参拾肆
静電気のような、何かが弾けた音と、神様の舌打ち。
見れば札(ふだ)が神様の右肩に貼り付いていた。途端、膝から崩れ落ちる神様。
だが、成実はもう2枚札を追加し、動きを封じる。
神社で弱る原理と同じなのだろうか。
浅い呼吸を繰り返し、膝をついたまま、神様は成実を睨みつけた。
じわりと浮かぶ脂汗。項垂れた神様は、牙を封じられた狼のようだった。
「遅れてごめん。たっくんにも手伝ってもらったんだけどさ」
「たっくん……?」
成実が上を指差す。促されるがままに見上げれば、忠勝が空を飛んでいた。
ああ、たっくんね。……成実、忠勝に乗って空飛んだのかよ。羨ましいなおい。
成実は懐から真っ白な布を取り出し、私に被せた。
ばさりと揺れる布は、よく見れば華の刺繍があしらってあり、金縁が施されていた。
見たことある。
だって、これは
「俺は、黒兎ちゃんに幸せになってほしいと願ってた」
花嫁衣裳じゃないか。
黒の婿衣装の上に、白の花嫁衣裳を羽織るという不可思議な恰好に苦笑いしそうになる。そんな姿にした成実も苦笑いを浮かべ、つ、と指先で私の肩を撫でた。
「だけど、今は幸せにしたい。俺が幸せにしたいんだ」
「そうだね……この方法だったら帰らなくても、消えなくてもいいかもしれない」
背後で神様が唸る。
成実が考えた方法。この世界に私の居場所を作る方法だ。
神様から読んだ記憶。この誰かの記憶を読み取る力。それは、婆娑羅の世界に刺激され、目覚めた私の能力らしい。

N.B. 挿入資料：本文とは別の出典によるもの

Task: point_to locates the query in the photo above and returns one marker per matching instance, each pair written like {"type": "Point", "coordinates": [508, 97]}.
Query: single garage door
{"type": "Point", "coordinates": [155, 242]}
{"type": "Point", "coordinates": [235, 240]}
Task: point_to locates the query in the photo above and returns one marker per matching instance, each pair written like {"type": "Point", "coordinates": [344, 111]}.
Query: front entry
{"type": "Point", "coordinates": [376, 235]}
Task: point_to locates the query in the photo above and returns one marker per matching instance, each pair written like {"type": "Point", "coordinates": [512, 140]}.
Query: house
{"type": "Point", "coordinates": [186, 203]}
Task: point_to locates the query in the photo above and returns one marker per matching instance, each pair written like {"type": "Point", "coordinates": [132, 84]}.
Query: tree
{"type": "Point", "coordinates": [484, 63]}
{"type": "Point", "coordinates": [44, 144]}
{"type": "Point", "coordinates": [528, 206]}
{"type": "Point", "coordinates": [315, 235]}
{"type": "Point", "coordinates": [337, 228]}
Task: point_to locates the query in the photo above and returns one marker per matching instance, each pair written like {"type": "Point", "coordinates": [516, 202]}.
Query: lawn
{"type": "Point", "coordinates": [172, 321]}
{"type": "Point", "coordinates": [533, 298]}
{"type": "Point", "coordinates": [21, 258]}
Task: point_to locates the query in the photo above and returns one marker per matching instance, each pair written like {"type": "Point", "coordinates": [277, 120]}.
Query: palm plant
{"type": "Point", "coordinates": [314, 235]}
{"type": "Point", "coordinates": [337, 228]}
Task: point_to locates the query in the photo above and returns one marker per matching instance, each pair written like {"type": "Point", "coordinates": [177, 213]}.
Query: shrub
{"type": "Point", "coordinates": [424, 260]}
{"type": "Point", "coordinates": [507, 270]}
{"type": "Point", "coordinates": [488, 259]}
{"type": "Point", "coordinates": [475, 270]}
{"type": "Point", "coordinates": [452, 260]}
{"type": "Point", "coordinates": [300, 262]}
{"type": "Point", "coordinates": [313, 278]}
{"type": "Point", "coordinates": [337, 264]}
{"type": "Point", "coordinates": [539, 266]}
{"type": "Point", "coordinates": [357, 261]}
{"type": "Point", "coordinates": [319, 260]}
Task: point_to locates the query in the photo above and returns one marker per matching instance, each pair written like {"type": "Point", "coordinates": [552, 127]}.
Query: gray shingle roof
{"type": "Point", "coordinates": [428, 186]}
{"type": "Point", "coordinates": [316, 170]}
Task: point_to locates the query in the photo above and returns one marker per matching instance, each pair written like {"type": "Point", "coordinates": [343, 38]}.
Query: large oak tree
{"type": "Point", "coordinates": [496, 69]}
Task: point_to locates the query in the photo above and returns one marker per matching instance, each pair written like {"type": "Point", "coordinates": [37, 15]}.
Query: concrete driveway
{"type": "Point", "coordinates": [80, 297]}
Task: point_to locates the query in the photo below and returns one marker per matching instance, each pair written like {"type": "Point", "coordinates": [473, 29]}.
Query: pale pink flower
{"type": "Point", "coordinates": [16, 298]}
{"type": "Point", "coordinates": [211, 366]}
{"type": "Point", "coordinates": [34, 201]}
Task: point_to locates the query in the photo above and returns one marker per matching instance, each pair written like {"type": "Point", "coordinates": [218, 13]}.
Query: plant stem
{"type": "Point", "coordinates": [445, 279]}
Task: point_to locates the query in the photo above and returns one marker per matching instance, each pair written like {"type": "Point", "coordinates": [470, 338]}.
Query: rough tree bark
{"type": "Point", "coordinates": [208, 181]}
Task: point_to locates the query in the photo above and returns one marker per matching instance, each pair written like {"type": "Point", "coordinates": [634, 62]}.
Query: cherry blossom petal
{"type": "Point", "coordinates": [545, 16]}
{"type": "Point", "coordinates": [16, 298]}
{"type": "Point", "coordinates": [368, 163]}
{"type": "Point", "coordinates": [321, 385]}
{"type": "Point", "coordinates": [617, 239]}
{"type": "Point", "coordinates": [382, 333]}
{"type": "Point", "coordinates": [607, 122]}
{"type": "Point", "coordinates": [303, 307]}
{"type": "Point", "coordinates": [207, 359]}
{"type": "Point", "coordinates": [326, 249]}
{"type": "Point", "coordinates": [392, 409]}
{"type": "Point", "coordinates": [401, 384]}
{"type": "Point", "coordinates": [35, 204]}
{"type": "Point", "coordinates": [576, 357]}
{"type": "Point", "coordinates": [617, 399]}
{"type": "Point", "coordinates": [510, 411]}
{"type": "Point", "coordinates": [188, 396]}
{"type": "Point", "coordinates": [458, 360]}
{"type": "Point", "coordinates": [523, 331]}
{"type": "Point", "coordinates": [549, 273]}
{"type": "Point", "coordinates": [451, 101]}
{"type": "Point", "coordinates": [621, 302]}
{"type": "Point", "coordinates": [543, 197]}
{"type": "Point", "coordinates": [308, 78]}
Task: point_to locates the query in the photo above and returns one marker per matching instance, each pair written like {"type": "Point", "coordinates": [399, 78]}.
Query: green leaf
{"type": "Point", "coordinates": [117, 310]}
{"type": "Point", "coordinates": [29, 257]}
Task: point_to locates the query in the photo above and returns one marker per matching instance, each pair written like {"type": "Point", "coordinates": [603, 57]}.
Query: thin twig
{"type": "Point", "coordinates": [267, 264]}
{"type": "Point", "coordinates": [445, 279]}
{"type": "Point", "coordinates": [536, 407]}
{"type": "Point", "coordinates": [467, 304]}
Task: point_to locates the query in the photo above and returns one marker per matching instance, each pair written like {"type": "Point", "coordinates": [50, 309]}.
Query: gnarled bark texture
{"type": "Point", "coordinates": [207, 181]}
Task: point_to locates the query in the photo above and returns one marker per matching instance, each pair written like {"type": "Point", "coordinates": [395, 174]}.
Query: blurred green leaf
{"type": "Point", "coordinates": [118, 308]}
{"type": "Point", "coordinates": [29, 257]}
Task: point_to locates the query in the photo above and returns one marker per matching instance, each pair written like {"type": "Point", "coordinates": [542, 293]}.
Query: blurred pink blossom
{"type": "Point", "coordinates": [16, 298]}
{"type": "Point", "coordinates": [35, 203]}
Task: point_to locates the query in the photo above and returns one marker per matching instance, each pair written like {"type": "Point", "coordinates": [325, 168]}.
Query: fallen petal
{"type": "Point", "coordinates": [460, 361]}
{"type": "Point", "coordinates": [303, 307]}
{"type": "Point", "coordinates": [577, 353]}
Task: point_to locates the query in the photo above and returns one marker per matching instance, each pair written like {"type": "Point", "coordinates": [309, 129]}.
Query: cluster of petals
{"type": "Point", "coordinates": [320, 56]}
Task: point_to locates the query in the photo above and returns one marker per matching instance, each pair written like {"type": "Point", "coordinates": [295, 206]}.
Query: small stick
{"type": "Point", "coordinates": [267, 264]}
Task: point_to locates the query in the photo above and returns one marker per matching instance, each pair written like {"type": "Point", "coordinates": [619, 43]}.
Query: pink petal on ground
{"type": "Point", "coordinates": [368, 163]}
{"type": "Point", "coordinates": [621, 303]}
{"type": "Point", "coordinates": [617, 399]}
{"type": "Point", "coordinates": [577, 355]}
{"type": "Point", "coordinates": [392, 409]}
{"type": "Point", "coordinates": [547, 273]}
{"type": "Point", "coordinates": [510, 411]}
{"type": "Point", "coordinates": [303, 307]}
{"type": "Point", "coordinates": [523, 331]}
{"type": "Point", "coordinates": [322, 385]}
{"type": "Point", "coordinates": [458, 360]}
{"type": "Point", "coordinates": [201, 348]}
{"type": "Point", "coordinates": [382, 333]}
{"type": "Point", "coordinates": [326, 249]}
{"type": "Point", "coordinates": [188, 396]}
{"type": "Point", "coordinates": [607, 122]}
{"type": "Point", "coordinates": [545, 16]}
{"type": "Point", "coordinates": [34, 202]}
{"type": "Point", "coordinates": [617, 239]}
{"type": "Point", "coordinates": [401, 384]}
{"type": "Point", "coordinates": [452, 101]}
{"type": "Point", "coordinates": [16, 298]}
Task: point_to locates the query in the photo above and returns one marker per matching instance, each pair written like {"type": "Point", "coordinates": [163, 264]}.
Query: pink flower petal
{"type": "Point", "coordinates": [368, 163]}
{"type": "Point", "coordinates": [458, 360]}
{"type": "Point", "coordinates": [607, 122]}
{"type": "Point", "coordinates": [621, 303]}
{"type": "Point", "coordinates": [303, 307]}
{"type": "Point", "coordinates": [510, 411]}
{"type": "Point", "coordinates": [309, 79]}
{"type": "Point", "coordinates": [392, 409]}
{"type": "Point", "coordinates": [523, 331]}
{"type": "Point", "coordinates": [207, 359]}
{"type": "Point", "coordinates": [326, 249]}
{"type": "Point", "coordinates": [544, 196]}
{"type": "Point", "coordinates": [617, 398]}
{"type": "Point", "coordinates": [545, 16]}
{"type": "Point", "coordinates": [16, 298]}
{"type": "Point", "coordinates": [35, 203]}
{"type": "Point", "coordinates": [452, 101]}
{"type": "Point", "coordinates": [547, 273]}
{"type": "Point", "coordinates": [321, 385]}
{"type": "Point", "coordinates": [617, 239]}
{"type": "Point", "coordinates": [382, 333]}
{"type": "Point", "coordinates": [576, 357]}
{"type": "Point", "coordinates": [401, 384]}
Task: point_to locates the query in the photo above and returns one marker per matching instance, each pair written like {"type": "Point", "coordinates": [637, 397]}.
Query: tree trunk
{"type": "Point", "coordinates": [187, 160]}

私の身体は気づかないうちにこの世界へ順応していたのだ。
だからこそこの世界へ根付くように、誰かの伴侶となれば、私は無理やり世界の移動をせずとも済む。
みんなとまた、一緒に過ごすことができる。
成実の手を両手で覆った。
「……成実、知っているんだろう。私の幸せはここから目と鼻の先ぐらい近くて、遥か遠くにしか存在しないんだ」
そう言って、肩に触れていた手を引き剥がす。
神様に貼られていた御札を一枚はがした。そしてもう一枚。
「みんなもごめん。ありがとう。私はずっとみんなに感謝していた。
好きだ。みんなのこと、大好きなんだ」
「じゃあっ」
「だから、これは私の我儘だ。ねぇ、神様」
それから、最後の一枚も剥がした。